Joker The Winning Card
Comment faire du Joker une figure encore inquiétante ? C’est toute la question que se pose chaque auteur héritant du personnage dans le pack Batman. Un vilain devenu à ce stade plus encombrant que réellement excitant à écrire. Le véritable boulet de Gotham. Pour revenir à la sidération que le personnage porte en lui à l’origine, Tom King (Mister Miracle, Human Target) fait le choix assez prudent de revenir à son premier affrontement avec la Chauve souris. Ce sera donc Batman Année 1, décidément une année riche dans la carrière du vigilante. Alors que Bruce Wayne s’essaye encore timidement à revêtir la Cape, un psychopathe en tenue d’Auguste commence à semer la zizanie dans la ville.
Ses crimes échappent à toute logique apparente et c’est ce qui est le plus flippant chez lui. Mais pour accentuer la chose, King et son fidèle collaborateur au dessin Mitch Gerads (Mister Miracle, Sheriff of Babylon) ont une excellente idée de BD : ne le faire s’exprimer qu’en cartons de film muets. C’est simple, mais d’une efficacité redoutable. Dans certaines séquences, le procédé typographique est juste génial à l’image de cette longue course-poursuite avec Batman où les cases noires dans lesquelles retentissent les blagues du Clown finissent par devenir de plus en plus sinistres à mesure qu’elles cannibalisent la page et font basculer Bruce Wayne à la lisière de la folie.

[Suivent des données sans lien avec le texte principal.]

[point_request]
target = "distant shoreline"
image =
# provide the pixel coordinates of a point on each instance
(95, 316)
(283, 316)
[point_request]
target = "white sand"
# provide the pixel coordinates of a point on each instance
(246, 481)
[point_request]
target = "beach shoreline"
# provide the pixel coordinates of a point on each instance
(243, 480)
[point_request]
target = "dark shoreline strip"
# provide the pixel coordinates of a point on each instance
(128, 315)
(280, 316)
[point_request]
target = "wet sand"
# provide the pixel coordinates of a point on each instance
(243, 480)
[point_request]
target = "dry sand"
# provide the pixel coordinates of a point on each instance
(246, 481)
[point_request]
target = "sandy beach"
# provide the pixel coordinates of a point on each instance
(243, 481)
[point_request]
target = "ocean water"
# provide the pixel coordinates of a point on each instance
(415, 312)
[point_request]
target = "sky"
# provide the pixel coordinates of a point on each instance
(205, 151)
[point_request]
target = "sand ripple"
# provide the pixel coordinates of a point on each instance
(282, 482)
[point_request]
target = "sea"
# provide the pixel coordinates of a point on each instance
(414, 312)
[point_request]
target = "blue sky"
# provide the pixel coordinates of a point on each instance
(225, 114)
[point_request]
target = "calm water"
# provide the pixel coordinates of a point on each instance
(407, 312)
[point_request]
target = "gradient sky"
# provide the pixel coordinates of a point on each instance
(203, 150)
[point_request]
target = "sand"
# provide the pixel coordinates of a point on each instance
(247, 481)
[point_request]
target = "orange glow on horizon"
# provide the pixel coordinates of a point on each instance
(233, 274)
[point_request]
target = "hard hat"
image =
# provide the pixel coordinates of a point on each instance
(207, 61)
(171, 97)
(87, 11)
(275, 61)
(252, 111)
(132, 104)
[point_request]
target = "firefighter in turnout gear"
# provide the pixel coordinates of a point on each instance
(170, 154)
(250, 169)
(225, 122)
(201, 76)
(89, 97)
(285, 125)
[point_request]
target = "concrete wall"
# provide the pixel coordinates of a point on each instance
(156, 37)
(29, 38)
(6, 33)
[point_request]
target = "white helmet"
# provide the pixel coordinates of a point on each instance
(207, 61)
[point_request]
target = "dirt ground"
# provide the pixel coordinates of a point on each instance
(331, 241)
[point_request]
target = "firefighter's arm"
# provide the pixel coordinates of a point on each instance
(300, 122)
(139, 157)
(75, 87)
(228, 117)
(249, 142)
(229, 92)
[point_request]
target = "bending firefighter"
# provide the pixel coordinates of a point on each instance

L’album se veut cauchemar éveillé et n’hésite pas à brouiller les frontières entre ce qui se passe réellement et ce que le Joker a réussi à instiller dans le cerveau de ses antagonistes. Gerads explore une veine différente de celle qu’on lui connaît, plus volontairement brouillonne et nerveuse qu’à son habitude. Sa mise en couleurs est, elle aussi, beaucoup plus sombre qu’à l’accoutumée et donne un ton très convaincant à l’ensemble. King saute lui carrément le pas du surnaturel et confie des capacités extrêmes à son vilain pour en faire un croquemitaine de slasher movie, capable par exemple de se contorsionner pour se cacher dans la cuvette des toilettes et en bondir comme un diable monté sur ressort dans une séquence, euh, très bizarre.
Il y a un côté anthologie horrifique pas déplaisant dans ce Winning Card, chaque cadavre semé par le Joker donnant lieu à une nouvelle mauvaise plaisanterie. Mais pas sûr qu’au delà de ça, l’album, qui s’attarde encore lourdement sur la sacro-sainte relation co-dépendante de Batman et de son meilleur ennemi, apporte grand-chose à la grande toile de fond gothamienne. Dans le genre relecture en mode épouvante de la figure du Joker, on préfère ce qu’en avaient fait de manière plus originale et foncièrement flippante Jeff Lemire et Andrea Sorrentino dans Killer Smile.